I fully expected our team to win. I thought we would get at least two individual medals and tear them up. It didn’t happen, but no matter what, it wasn’t easy, and the only people who may have thought it looked that way weren’t in it.

So next time a Grand Prix looks easy, make sure you are entered, because the easiest class to win is the one you aren’t in and doesn’t look big.

Young Riders Zone 4

July 23, 2012 By: alankorotkin Category: General

From Traverse City, we traveled to Kentucky to represent Zone 4 in the 2012 North American Junior and Young Riders Championships (NAJYRC). If you are not familiar with this event, it is basically the biggest jumping class a rider under the age of 21 can compete in, other than a regular Grand Prix. It attracts the best junior/AO riders in the country, and the trainers come from all around the U.S., (Missy Clark Brennan, Karen Healey, Frank Madden, Jeffrey Welles, Andre Dignelli, and Ralph Caristo are among the elite that attend) sometimes with a fraction of the riders they normally bring to the shows. It’s kind of like the USEF Talent Search Finals on steroids, and the winners are very often future Grand Prix and Olympic stars. Charlie Jayne and Reed Kessler are just two of the recent graduates that are now representing the United States at the London Olympic Games this year.

We were confident, for we were returning as the defending team champs, but few of our teammates from last year had returned with us to defend our title. We had no idea what lay before us, and our teams were quite young, but everyone was happy to be qualified again. Win or lose, we were all excited to compete.

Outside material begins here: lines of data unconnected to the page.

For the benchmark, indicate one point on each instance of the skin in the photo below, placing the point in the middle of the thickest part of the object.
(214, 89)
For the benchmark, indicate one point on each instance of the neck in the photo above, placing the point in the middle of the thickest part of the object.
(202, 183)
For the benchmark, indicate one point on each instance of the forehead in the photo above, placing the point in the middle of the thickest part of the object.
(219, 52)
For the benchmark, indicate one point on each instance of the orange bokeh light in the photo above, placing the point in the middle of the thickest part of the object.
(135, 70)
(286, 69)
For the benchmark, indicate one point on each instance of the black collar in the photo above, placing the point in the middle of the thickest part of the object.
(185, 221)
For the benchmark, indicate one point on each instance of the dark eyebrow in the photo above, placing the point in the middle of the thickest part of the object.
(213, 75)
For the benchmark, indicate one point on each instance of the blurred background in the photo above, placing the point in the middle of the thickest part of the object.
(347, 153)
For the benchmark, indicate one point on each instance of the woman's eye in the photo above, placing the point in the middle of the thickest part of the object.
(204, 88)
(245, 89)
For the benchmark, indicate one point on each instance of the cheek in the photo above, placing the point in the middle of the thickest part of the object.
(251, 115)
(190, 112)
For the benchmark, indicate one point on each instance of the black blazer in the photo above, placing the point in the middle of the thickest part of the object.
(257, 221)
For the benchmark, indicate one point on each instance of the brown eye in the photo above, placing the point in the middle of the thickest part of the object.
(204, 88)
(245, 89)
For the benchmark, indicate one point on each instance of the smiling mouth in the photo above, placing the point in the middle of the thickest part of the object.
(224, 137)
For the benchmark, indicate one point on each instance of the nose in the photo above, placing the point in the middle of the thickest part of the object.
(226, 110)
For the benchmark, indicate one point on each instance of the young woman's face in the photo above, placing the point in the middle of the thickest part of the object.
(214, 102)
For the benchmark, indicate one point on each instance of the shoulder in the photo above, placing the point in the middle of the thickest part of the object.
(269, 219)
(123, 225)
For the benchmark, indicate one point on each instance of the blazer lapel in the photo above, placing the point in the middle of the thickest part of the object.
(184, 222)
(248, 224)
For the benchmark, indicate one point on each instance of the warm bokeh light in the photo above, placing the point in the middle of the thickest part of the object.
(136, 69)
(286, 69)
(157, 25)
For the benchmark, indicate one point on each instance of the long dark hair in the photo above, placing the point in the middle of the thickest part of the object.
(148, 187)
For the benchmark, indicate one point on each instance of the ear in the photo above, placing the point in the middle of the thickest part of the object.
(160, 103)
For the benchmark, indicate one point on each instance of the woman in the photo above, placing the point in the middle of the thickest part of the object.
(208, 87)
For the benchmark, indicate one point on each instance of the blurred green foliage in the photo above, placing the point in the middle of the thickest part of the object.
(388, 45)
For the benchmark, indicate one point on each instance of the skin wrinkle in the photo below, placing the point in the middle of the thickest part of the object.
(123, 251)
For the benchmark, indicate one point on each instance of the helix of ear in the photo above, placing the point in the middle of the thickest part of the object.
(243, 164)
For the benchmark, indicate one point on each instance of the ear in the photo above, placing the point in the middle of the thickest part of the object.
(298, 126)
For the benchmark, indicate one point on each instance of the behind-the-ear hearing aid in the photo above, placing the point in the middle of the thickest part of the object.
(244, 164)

That being said, our team really was quite good, and we had to be considered among the favorites. Along with Castlewood’s own Liza Finsness and Ormsby Hill, we had Michael Hughes, Michael Murphy, and Hasbrouck Donavan. All of these kids are top notch competitors with credentials up the wazoo. A repeat team gold medal was a definite possibility.

The competition, however, was also a confident bunch, and reclaiming the top prize would prove to be a difficult task. Not only did the other Zone teams look strong, but our fortitude would be tested by a number of challenging circumstances.

Our first such obstacle came during the team jog, where official veterinarians check all of the competing horses for soundness. Michael Murphy’s horse had competed hard all summer and came out a little stiff during the jog. The veterinarian chose to hold him out and check him the following day. A medication mistake later that evening led to Murphy’s horse being disqualified, and suddenly Zone 4 was down to three riders on the Young Rider team and no room for error. No longer would we have a drop score in the Nations Cup-like event. Defending the title got a little more difficult.

The first individual event was set to begin Wednesday afternoon and would set the tone for the rest of the competition. The first few riders managed to sneak their trips in before a huge storm settled in and forced management to postpone the event. The championship took on a gloomy feel even before our first horse set foot in the competition arena. Somehow Zone 4 would have to find a way to brush off the bad vibes quickly or watch a different team take gold.

Sadly, it was not to be a good class for our zone. While Hasbrouck Donavan did quite well, both Michael Hughes and Liza Fimsness had unfortunate rounds that dropped them out of individual medal contention – and ultimately team contention as well. While Liza wanted to continue and conquer the team classes, Michael’ s horse was too shaky to continue, and our team was done. Our hopes of repeat gold were lost.

Luckily, our junior team held it together, and Zone 4 made a valiant charge to earn the team bronze medal. I trained Claudia Billups for the event, and she and her teammates rallied in the second round to sneak back into contention when all seemed bleak.

After all was said and done, our crew packed up and headed south to where our barn mates had already set up shop at a familiar place: Fox Lea Farm.